La violence n’est plus disqualifiée d’emblée. Pour une partie de la population, cela fait partie des modes d’action recevables. D’autant qu’une chose lie les différentes îles de cet « archipel français » : la très forte défiance vis- à-vis du sommet.
Cette défiance est-elle résorbable ?
C’est compliqué. Le sentiment de déconnexion des politiques a des causes profondes. Et l’on constate une très grande réticence face à la représentativité, à l’idée de déléguer le pouvoir.
N’est-ce pas plus compliqué encore pour Macron ?
Il y a effectivement un fossé très profond avec toute une partie de la population, qui se sent aux antipodes de ce qu’il représente et véhicule. Mais il a manifestement une base électorale solide et fidèle. Cela ne fait pas une majorité aujourd’hui, mais dans la société « archipel », si vous faites 20-25 %, c’est déjà pas mal. Ce n’est ni glorieux, ni très confortable, ni forcément très satisfaisant sur le plan démocratique, mais cela assure une certaine stabilité car personne n’est en capacité d’agréger davantage.

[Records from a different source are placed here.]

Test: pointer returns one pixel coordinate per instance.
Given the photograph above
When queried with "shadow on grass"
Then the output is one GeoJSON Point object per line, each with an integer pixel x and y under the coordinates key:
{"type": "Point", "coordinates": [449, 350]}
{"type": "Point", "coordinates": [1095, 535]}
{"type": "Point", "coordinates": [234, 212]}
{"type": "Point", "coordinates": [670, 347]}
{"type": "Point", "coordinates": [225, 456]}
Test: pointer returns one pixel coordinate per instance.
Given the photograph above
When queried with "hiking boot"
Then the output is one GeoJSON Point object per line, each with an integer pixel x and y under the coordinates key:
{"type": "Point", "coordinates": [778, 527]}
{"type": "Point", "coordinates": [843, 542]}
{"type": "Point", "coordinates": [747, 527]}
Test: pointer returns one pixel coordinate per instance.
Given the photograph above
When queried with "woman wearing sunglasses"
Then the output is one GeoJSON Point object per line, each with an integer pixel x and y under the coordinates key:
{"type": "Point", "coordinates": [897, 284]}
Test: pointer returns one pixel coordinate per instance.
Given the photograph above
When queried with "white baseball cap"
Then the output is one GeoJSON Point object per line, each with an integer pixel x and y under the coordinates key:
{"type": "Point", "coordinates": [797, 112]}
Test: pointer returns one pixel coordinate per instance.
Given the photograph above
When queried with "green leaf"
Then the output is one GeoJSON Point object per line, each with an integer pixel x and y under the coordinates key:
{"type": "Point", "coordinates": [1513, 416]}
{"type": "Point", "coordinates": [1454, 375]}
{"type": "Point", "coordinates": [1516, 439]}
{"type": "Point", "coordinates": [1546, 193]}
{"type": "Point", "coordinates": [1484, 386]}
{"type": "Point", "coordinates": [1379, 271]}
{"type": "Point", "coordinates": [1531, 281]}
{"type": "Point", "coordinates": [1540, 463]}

Cela revient à vivre dans une forme de cohabitation avec toute une partie de la population...
Là, la cohabitation ne se fait plus dans le système politique mais dans la rue, entre un exécutif et ceux qui ont « fermé les écoutilles », qui n’atendent plus rien de lui. D’où ces bouffées de violences ou de protestations : la pression s’évacue comme elle peut.

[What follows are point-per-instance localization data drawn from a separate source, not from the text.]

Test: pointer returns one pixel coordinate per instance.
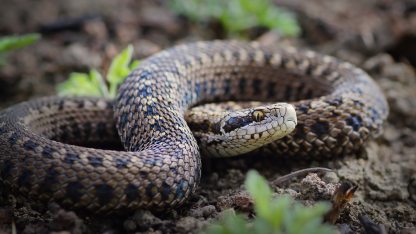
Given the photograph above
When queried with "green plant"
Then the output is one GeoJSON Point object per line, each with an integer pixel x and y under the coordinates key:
{"type": "Point", "coordinates": [93, 84]}
{"type": "Point", "coordinates": [237, 16]}
{"type": "Point", "coordinates": [273, 215]}
{"type": "Point", "coordinates": [10, 43]}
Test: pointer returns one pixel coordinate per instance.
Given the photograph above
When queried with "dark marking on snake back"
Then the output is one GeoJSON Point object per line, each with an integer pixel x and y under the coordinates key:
{"type": "Point", "coordinates": [122, 162]}
{"type": "Point", "coordinates": [30, 145]}
{"type": "Point", "coordinates": [104, 193]}
{"type": "Point", "coordinates": [70, 158]}
{"type": "Point", "coordinates": [132, 192]}
{"type": "Point", "coordinates": [95, 161]}
{"type": "Point", "coordinates": [13, 138]}
{"type": "Point", "coordinates": [354, 121]}
{"type": "Point", "coordinates": [51, 179]}
{"type": "Point", "coordinates": [47, 151]}
{"type": "Point", "coordinates": [320, 128]}
{"type": "Point", "coordinates": [74, 190]}
{"type": "Point", "coordinates": [6, 169]}
{"type": "Point", "coordinates": [166, 191]}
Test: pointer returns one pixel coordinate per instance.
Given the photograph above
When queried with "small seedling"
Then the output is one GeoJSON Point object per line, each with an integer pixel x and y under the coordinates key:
{"type": "Point", "coordinates": [273, 215]}
{"type": "Point", "coordinates": [93, 83]}
{"type": "Point", "coordinates": [237, 16]}
{"type": "Point", "coordinates": [11, 43]}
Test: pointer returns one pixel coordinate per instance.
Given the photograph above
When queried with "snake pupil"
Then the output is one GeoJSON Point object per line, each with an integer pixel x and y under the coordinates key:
{"type": "Point", "coordinates": [258, 115]}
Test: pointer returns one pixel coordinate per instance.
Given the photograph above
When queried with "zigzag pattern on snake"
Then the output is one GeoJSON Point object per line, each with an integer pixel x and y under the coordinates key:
{"type": "Point", "coordinates": [338, 106]}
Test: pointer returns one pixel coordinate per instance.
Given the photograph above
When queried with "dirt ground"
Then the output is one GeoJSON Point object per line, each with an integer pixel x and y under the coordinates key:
{"type": "Point", "coordinates": [378, 36]}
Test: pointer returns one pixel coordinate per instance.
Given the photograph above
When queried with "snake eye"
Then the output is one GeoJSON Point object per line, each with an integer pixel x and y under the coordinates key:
{"type": "Point", "coordinates": [258, 115]}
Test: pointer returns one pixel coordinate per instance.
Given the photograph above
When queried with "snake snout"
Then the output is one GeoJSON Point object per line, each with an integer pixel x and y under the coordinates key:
{"type": "Point", "coordinates": [290, 118]}
{"type": "Point", "coordinates": [291, 114]}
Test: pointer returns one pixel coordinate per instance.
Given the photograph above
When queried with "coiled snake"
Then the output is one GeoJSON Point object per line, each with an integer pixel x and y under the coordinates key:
{"type": "Point", "coordinates": [338, 106]}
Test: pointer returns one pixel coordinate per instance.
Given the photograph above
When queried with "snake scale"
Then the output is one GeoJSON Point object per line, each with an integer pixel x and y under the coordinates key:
{"type": "Point", "coordinates": [42, 142]}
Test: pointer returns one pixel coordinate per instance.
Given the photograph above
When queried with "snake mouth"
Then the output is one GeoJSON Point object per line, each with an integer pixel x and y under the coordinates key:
{"type": "Point", "coordinates": [291, 114]}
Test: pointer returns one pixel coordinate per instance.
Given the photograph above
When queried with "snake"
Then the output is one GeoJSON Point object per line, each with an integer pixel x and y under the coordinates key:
{"type": "Point", "coordinates": [143, 149]}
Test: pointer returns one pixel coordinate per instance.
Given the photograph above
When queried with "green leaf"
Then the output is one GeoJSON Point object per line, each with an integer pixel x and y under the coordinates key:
{"type": "Point", "coordinates": [9, 43]}
{"type": "Point", "coordinates": [119, 69]}
{"type": "Point", "coordinates": [79, 84]}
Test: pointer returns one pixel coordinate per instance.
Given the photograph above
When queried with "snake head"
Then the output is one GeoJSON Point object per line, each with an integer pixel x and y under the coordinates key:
{"type": "Point", "coordinates": [242, 131]}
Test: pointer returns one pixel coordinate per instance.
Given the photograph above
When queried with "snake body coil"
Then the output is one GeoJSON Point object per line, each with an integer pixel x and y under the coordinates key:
{"type": "Point", "coordinates": [338, 107]}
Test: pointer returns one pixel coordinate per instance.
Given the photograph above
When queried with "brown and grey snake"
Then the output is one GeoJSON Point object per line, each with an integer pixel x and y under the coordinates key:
{"type": "Point", "coordinates": [42, 153]}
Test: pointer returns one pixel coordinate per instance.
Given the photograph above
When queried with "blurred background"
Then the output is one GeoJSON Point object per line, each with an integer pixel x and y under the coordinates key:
{"type": "Point", "coordinates": [79, 35]}
{"type": "Point", "coordinates": [76, 41]}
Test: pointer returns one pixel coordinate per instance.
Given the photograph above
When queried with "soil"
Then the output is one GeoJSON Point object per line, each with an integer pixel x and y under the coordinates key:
{"type": "Point", "coordinates": [378, 36]}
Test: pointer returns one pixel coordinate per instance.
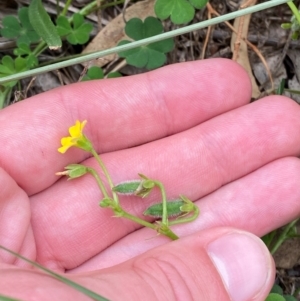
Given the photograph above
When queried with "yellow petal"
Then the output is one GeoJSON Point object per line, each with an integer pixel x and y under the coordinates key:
{"type": "Point", "coordinates": [75, 130]}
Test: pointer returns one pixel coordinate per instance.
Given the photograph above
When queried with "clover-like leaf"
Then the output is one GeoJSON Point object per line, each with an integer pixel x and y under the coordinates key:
{"type": "Point", "coordinates": [180, 11]}
{"type": "Point", "coordinates": [97, 73]}
{"type": "Point", "coordinates": [25, 51]}
{"type": "Point", "coordinates": [9, 66]}
{"type": "Point", "coordinates": [20, 29]}
{"type": "Point", "coordinates": [79, 33]}
{"type": "Point", "coordinates": [152, 55]}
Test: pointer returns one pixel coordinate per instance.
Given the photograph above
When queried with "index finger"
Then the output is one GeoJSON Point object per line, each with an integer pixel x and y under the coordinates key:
{"type": "Point", "coordinates": [121, 113]}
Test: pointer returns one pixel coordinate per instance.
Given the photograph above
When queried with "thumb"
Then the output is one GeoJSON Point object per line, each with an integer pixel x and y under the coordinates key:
{"type": "Point", "coordinates": [215, 264]}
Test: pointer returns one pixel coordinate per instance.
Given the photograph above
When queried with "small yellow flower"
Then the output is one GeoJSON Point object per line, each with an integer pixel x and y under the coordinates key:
{"type": "Point", "coordinates": [76, 138]}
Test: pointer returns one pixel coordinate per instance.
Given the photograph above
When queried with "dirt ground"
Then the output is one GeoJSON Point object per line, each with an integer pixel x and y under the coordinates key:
{"type": "Point", "coordinates": [270, 50]}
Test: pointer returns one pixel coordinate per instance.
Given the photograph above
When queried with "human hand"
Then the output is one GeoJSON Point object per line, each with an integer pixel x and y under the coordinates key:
{"type": "Point", "coordinates": [194, 131]}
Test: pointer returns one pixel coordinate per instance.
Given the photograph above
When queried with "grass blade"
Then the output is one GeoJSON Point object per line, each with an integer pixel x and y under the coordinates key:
{"type": "Point", "coordinates": [67, 281]}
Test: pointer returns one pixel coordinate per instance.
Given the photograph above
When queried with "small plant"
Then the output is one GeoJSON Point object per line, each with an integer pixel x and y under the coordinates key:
{"type": "Point", "coordinates": [166, 213]}
{"type": "Point", "coordinates": [180, 11]}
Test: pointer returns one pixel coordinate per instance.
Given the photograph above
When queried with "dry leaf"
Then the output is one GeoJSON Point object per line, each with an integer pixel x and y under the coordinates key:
{"type": "Point", "coordinates": [242, 52]}
{"type": "Point", "coordinates": [113, 32]}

Le président avait promis « la France réconciliée ». Est-ce encore possible ?
Les fractures, les différences se creusent. Mais il reste en partage une histoire commune, un certain nombre de références, de grands rituels. Il faut essayer de trouver les points qui fédèrent encore. Il y a des moments de relative communion dans les événements heureux, comme la victoire des Bleus, ou lors des attentats, l’incendie de Notre- Dame de Paris, les commémorations.
Quel est le risque, pour le pays, s’il reste dans cet état de fragmentation ?
Il sera de plus en plus difficile à gouverner.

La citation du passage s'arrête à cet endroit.